My friend Dennis Williams summed it up perfectly when I caught up to him near the finish of the 2017 Tahoe 200 while I was shooting photos: “You move until you transcend. Until you realize that you are actually the consciousness of the mountains objectively experiencing themselves. You see the sole purpose of your existence is for the mountains to witness themselves.”

At mile 155, Elk Peak is one of the features runners both love and hate during the Bigfoot 200. Much of your perspective comes from whether it is day or night. Summit during the day and you are rewarded with views of mounts Rainier, Adams and Hood. Arrive at night, and you only notice the horribly steep and sandy grade that pummels both the quads and feet on the descent. Phil Nimmo hit the jackpot, taking it all in during the evening light.

Once you are in that uncharted territory, deep in the second half, the loneliness, physical discomfort and sleep deprivation begin to take their toll.

James Delorme has that glow after finishing the Moab 200 in a time of 99:29:04.

In my 2016 Tahoe 200 race, somewhere around 170 miles is where my perfect storm hit. With still another five miles remaining to the aid station, I struggled to move forward. I knew the trail well, but everything looked the same as if I were on a treadmill going nowhere.

I began to think of another friend Stephen Jones, a frequent runner of 200-mile races who had passed away in an avalanche the year before.

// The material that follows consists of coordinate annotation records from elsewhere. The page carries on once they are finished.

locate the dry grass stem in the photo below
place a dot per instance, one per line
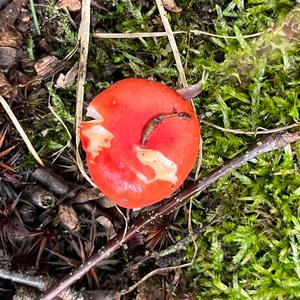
(84, 33)
(172, 41)
(20, 130)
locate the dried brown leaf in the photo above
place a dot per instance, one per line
(46, 65)
(10, 37)
(11, 12)
(8, 56)
(64, 81)
(68, 216)
(108, 227)
(2, 137)
(72, 5)
(6, 89)
(170, 5)
(4, 166)
(87, 195)
(191, 91)
(5, 152)
(105, 203)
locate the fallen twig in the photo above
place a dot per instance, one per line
(268, 143)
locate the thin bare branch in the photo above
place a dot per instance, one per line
(268, 143)
(135, 35)
(257, 132)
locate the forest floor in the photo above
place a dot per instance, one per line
(240, 237)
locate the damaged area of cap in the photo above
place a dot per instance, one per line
(164, 168)
(96, 137)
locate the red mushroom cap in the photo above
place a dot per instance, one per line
(143, 142)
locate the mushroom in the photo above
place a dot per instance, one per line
(142, 143)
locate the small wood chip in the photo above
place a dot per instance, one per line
(64, 81)
(6, 89)
(170, 5)
(46, 65)
(108, 227)
(68, 216)
(72, 5)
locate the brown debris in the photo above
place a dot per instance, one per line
(10, 41)
(191, 91)
(87, 195)
(46, 65)
(170, 5)
(5, 152)
(72, 5)
(68, 216)
(6, 89)
(8, 56)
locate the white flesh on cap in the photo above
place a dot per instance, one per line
(164, 168)
(99, 138)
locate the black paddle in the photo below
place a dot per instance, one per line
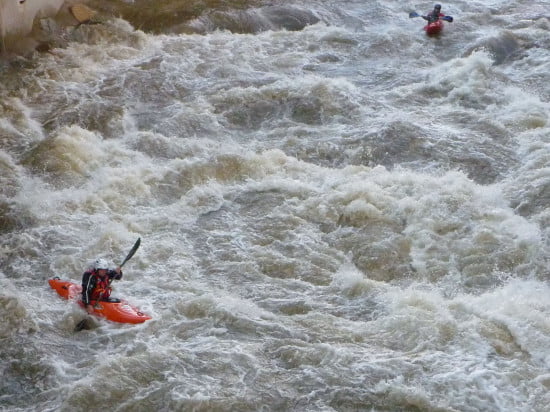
(83, 324)
(446, 18)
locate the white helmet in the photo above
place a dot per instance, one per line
(101, 264)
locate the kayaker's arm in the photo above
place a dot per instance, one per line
(88, 285)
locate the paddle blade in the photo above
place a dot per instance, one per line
(131, 252)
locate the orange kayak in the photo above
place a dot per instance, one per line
(116, 310)
(434, 28)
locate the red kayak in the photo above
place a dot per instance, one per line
(116, 310)
(434, 28)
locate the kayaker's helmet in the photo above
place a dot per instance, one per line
(101, 264)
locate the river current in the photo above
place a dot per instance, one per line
(336, 211)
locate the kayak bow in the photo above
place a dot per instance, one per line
(434, 28)
(115, 310)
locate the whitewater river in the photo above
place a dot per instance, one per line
(336, 211)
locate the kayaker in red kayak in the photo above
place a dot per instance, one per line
(96, 282)
(434, 15)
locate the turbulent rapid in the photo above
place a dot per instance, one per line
(336, 211)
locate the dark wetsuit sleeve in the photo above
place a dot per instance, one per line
(88, 285)
(113, 275)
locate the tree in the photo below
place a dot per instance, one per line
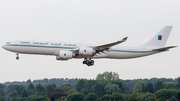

I burst into tears and forced myself to move forward as if he were next to me, spurring me on. I kept saying to myself out loud, “Just put one foot in front of the other and you will get to the aid station. Just one foot in front of the other …”

It’s when we are in our darkest moments that we search for some ray of hope. Katie Graff was searching for strength at the Bridger Jack aid station in the back of coach Jason Koop’s truck at the Moab 240. Sometimes you find it in the beauty around you; other times you find it when seeing familiar faces on the trail. Katie found that strength in spades, as she went on to complete all three races of the Triple Crown of 200s.

As the final hours of the long drizzly night gave way to dawn there was calm. Just forward movement and contentment. Re-entry had begun. The muscles relaxed, the legs flowed as did the tears of both sadness and joy. The bonds I’d made, the beauty I’d seen, the pain I’d endured …The inward reflection upon my soul. Seeing the finish line wasn’t the end; it was only the beginning.

As Stephen Jones used to say, “We are the lucky ones.”